Of less risk is pressing witnesses on their statement to find errors. This is really just forcing them to elaborate on a phrase they’ve said, but there’s no penalty for doing this in error, which might have made it feel more critical and meaningful, and you also get Phoenix (and other characters at certain points) striking excellent poses as they raise objections.
The games’ second major strength lies in its characters and dialogue. Admittedly, the dialogue can be something of a drag at times. The game is, unsurprisingly for a courtroom drama, very speech-heavy. I hope you like pressing the A button, because you’ll be doing it a lot to skip through speech boxes. Luckily, this is pulled through by conversations that are often witty and amusing while still being accessible for everyone. Indeed, it’s remarkable that a game taking place in a court room is so family friendly, usually focusing on murder, which for some reason is a fairly acceptable crime to joke about despite it being, y’know, murder. All the characters are fully realised if a little broad, and it’s easy to become attached to them across the course of the three titles here, if a little concerning that Phoenix and his mentor seem to know so little about their professions on their first days in court.
The game’s major weaknesses are in the presentation. There’s a shiny new HD makeover for Phoenix’s big screen debut, but it’s not really warranted; the major character’s movements are flamboyant, recognisable and infinitely imitable, but animations are limited. Similarly, backdrops are uninspiring, dull and static, and repeat themselves a lot throughout the trilogy. This is worsened by the way you move around the scenes. There’s no fast travel option to miss out areas you need to pass through to get to the actual part you want to investigate, so you’re require to trawl through several scenes and menus to do so. The game also has an annoying habit of only triggering the next event that you need to move the story on by revisiting places you’ve already been to, often leaving me flummoxed and thinking I had missed an important contradiction in someone’s statement when I just had to randomly move around the world until something triggered.

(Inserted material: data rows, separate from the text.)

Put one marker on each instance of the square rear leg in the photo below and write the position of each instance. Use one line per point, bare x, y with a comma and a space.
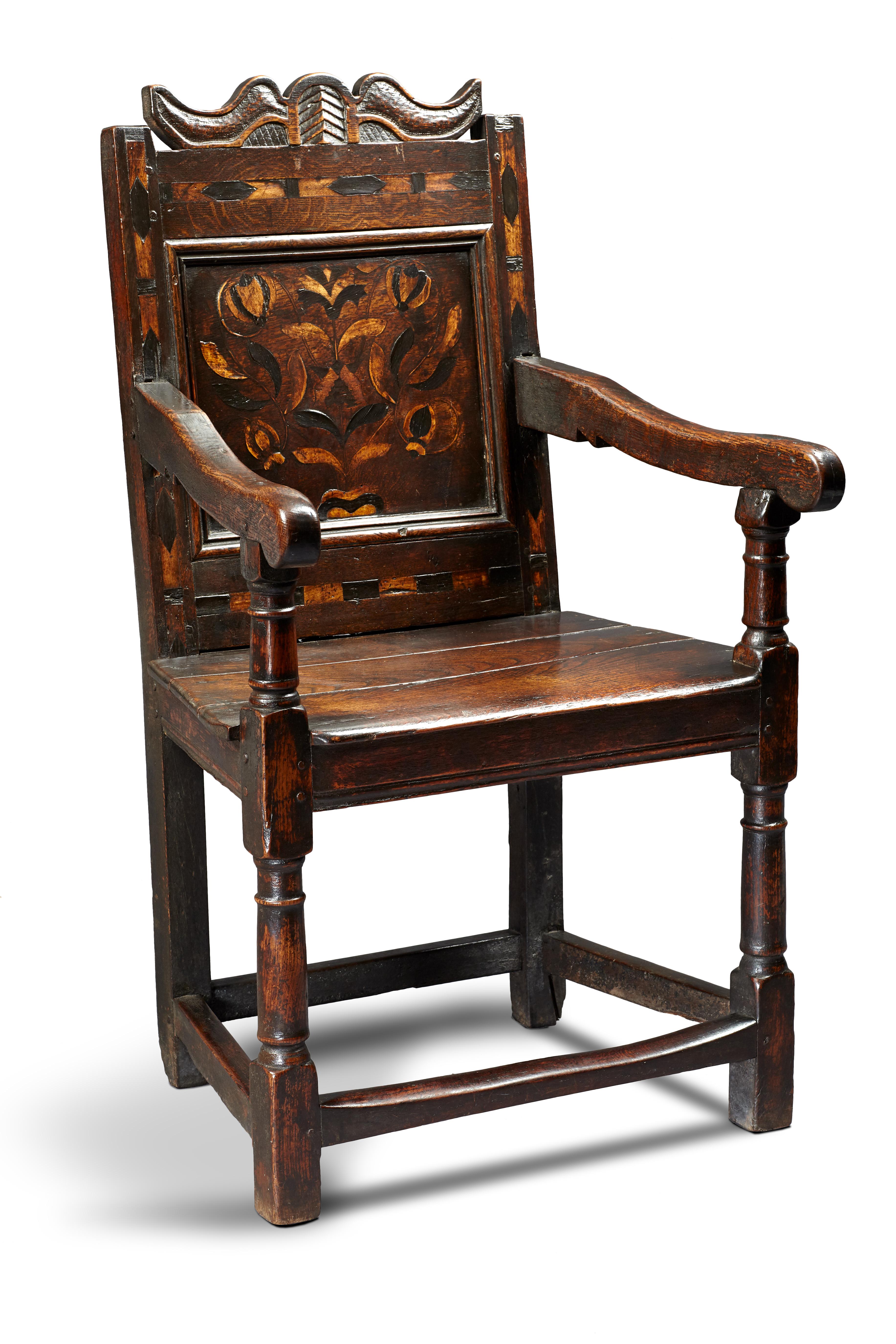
181, 890
536, 896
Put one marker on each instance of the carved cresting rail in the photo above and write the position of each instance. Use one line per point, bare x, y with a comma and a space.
314, 111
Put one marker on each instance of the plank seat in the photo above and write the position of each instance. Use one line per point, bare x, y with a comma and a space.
420, 712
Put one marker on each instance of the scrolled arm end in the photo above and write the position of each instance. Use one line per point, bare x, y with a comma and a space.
573, 404
178, 437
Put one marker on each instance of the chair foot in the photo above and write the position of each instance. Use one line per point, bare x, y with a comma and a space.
761, 1092
287, 1138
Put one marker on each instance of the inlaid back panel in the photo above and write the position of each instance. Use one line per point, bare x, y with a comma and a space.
346, 310
355, 381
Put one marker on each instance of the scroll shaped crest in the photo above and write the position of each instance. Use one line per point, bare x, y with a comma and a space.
316, 109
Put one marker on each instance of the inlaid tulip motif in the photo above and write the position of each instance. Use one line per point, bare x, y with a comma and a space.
339, 366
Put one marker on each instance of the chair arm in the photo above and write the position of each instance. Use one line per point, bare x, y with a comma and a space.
178, 437
569, 402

If you want to have a decent chance of enjoying the game, however, you’ll want to mute everything from the off. The music improves slightly from the first entry to the last, but can be incredibly irritating and tinny at times. Couple with this tappy typing noise when the dialogue is unfurling and you’ll just want to save your ears the hassle and supply your own soundtrack. Of all the things that could have used a serious update between ports, the sound is the most neglected.